July 25, 2012

Richard III at The Globe

Had a wonderful day out with my man on Sunday just gone – not that every day isn’t wonderful with him. Starting with the Alan Turing exhibition at the Science Museum – very interesting and poignant, the man was way ahead of his time and we seem to be only now understanding some of the theories he posited – we followed on with a trip down the Thames to Greenwich on the river ferry, a catamaran. The weather was more than we could have asked for and the sun shone all the way. The city is interesting from the river and seeing all the converted Wharfs made me think about the shipping there once was on the river (see last post about Thames Barges).

The day ended with a production of Richard III at The Globe. Incredible. The acting, the costumes, the theatre were all wonderful. The bit that sticks out in my memory was the dialogue between Queen Elizabeth and Richard III when Richard is asking for Elizabeth’s daughter to marry him and the Queen is berating him for the venomous person he has become and for killing the Princes, her sons, in the Tower. The dialogue delivery was spellbinding. The audience erupted when Samuel Beckett, who played Queen Elizabeth (it was an all-male cast) had finished and was leaving the stage.

This was the first production I have seen in English – the last being “Merry Wives of Windsor” in Swahili and “Love’s Labours Lost” in British Sign Language – and I shan’t forget it in a hurry. Now I want to read Richard III as I feel I shall understand more of it than previously. When you have actors who deliver the lines as if they are speaking everyday language it becomes more understandable than the poetic sing-song delivery of some of the older actors I’ve seen on TV.

July 15, 2012

Thames Sailing Barge "British Empire"

Looking into the Thames Barge British Empire
About 15 years ago I got involved with a group of people intent on restoring the Thames Sailing Barge "British Empire". For various reasons the endeavour didn't work and the idea folded. At the time I distinctly remember visiting the barge at Battlesbridge and being able to walk on the deck, albeit treading carefully around the rotting wood.

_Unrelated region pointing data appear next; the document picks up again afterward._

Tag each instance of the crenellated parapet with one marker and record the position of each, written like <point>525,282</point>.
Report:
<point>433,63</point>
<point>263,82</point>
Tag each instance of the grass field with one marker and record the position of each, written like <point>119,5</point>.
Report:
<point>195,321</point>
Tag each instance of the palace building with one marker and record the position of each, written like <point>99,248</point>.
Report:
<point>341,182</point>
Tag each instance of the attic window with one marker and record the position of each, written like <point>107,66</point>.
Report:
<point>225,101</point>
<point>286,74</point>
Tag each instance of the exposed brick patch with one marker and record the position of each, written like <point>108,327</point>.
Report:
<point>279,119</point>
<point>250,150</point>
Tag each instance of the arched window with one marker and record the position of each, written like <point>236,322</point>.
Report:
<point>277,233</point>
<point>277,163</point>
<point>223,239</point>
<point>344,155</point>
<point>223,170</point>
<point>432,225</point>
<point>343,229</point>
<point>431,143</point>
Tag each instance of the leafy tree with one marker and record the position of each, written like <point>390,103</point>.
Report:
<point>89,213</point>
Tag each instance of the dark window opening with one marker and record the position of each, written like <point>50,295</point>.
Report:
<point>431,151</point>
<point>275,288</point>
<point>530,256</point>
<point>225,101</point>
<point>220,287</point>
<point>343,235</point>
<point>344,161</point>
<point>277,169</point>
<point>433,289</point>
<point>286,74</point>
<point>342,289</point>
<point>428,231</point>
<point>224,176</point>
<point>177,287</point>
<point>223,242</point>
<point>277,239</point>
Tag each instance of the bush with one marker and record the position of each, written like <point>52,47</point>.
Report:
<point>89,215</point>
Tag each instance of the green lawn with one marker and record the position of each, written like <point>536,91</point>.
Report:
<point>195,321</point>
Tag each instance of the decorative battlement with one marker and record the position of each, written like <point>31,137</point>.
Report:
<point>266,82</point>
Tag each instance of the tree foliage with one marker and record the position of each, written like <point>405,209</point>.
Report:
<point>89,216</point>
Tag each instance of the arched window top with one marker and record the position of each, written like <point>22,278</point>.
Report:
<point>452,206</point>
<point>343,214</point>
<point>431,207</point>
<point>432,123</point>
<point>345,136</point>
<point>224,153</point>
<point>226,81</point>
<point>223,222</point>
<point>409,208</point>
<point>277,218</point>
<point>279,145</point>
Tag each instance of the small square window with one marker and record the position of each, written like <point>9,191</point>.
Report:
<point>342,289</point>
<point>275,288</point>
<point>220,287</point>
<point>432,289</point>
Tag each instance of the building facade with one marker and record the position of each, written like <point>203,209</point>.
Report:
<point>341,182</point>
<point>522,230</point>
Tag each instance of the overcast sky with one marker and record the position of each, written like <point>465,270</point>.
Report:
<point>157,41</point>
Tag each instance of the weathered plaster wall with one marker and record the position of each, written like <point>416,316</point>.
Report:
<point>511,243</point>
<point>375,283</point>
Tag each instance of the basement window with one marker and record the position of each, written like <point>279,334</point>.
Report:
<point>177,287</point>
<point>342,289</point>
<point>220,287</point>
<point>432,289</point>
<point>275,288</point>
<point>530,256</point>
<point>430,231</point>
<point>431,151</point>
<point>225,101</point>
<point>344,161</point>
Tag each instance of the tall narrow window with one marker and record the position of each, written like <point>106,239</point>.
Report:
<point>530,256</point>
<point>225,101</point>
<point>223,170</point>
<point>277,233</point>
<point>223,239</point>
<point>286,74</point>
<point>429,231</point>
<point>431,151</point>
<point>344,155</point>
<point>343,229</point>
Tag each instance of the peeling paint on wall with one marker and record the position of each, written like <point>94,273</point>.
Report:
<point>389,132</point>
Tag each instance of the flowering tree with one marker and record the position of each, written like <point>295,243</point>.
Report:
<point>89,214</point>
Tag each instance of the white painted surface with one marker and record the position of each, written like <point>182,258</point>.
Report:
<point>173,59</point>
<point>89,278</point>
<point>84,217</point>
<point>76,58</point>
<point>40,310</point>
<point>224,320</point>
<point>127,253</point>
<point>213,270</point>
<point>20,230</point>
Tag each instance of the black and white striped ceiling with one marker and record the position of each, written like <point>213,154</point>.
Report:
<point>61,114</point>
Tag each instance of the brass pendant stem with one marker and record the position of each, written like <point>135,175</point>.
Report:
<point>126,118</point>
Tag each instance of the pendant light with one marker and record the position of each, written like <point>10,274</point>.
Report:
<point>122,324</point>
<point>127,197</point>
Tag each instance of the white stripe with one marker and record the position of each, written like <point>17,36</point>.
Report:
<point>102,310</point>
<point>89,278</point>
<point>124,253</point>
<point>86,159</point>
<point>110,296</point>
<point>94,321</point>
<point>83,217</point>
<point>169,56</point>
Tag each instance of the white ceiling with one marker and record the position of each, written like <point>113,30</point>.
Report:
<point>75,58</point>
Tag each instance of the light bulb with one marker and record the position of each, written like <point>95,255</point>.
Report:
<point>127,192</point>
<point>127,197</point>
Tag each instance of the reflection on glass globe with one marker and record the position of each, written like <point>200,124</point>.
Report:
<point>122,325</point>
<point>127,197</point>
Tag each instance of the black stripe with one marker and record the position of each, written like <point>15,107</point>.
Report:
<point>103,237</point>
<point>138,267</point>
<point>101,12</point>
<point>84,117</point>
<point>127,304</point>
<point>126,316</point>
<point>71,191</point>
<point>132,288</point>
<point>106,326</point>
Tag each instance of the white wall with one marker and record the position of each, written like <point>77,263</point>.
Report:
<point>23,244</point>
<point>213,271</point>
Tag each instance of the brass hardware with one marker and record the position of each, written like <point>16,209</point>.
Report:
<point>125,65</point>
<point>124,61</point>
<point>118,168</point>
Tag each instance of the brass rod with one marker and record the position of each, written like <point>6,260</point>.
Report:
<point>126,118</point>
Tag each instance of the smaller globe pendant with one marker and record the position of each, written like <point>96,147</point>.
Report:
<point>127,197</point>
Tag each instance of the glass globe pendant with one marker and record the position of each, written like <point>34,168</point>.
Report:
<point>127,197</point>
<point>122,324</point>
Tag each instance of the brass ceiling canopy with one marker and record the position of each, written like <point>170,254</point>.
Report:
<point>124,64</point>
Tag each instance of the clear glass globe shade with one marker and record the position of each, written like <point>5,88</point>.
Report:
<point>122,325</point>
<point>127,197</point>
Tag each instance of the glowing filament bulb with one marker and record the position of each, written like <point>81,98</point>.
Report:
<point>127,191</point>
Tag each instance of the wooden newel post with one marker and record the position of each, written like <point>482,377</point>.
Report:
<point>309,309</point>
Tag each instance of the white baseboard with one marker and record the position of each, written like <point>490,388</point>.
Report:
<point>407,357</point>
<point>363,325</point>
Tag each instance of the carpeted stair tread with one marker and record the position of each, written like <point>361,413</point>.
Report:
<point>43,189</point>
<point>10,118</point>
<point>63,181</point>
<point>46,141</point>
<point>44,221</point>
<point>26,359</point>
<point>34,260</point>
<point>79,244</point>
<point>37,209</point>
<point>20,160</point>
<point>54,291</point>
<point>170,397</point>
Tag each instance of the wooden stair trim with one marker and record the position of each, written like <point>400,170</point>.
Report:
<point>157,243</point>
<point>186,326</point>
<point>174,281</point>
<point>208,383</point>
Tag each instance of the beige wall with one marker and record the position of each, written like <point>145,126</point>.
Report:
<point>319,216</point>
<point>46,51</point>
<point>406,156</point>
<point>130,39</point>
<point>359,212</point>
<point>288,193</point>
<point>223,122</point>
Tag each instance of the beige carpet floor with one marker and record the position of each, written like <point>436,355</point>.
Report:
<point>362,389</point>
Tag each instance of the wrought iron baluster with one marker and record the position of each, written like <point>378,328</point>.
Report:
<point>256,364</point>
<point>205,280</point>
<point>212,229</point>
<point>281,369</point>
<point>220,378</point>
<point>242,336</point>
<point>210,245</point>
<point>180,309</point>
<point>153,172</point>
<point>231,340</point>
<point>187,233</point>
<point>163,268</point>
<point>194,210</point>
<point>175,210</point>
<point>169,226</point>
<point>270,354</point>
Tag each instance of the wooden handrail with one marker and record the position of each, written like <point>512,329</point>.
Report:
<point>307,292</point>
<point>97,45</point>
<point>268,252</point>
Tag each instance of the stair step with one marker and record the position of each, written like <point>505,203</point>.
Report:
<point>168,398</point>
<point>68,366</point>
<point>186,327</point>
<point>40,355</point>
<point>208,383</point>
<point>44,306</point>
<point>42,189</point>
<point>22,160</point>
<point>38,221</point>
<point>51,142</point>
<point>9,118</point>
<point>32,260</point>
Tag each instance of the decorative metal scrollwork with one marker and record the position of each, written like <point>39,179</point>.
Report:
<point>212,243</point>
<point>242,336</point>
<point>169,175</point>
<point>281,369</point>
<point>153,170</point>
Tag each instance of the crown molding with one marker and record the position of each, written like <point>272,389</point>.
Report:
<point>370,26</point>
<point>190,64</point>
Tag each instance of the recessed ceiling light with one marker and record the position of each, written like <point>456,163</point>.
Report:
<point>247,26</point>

I was greatly saddened today to return to Battlesbridge and to find the British Empire rotting and completely forgotten behind the main car park for the antiques centre. There is now no noticeable deck left and the hull is so rotten it would take a complete re-build to make anything of the craft. It looks as though it is now used as a skip for rubbish, mainly car tyres it seems, from the antiques and craft centre. Looking down into the hull of the boat was heartbreaking; the rotting deck completely broken by the rubbish hurled indiscriminately into her. She is now a rubbish tip rather then the hard-working vessel she once was.

An excerpt from the pages of the Mersea Museum website reads:
"BRITISH EMPIRE was built 1899 by Stone Bros., Brightlingsea Bros at Brightlingsea for Henry Howe of Colchester and in her earlier years was employed in taking hay to London. Official No. 109616. She was Colchester based throughout her working life and an engine was installed in 1951. She continued in trade until about 1955 when she sank loaded off Brightlingsea, her skipper at the time was Ray Green. She was raised and sold to Brown the Chelmsford timber merchant for use as a lighter in Heybridge Basin when the register was closed 3 Feb 1955. She was sold and rerigged 1978, but has finished up as a hulk at Battlesbridge."
With the article there is a photograph of her as a Stackie being towed downstream at Colchester.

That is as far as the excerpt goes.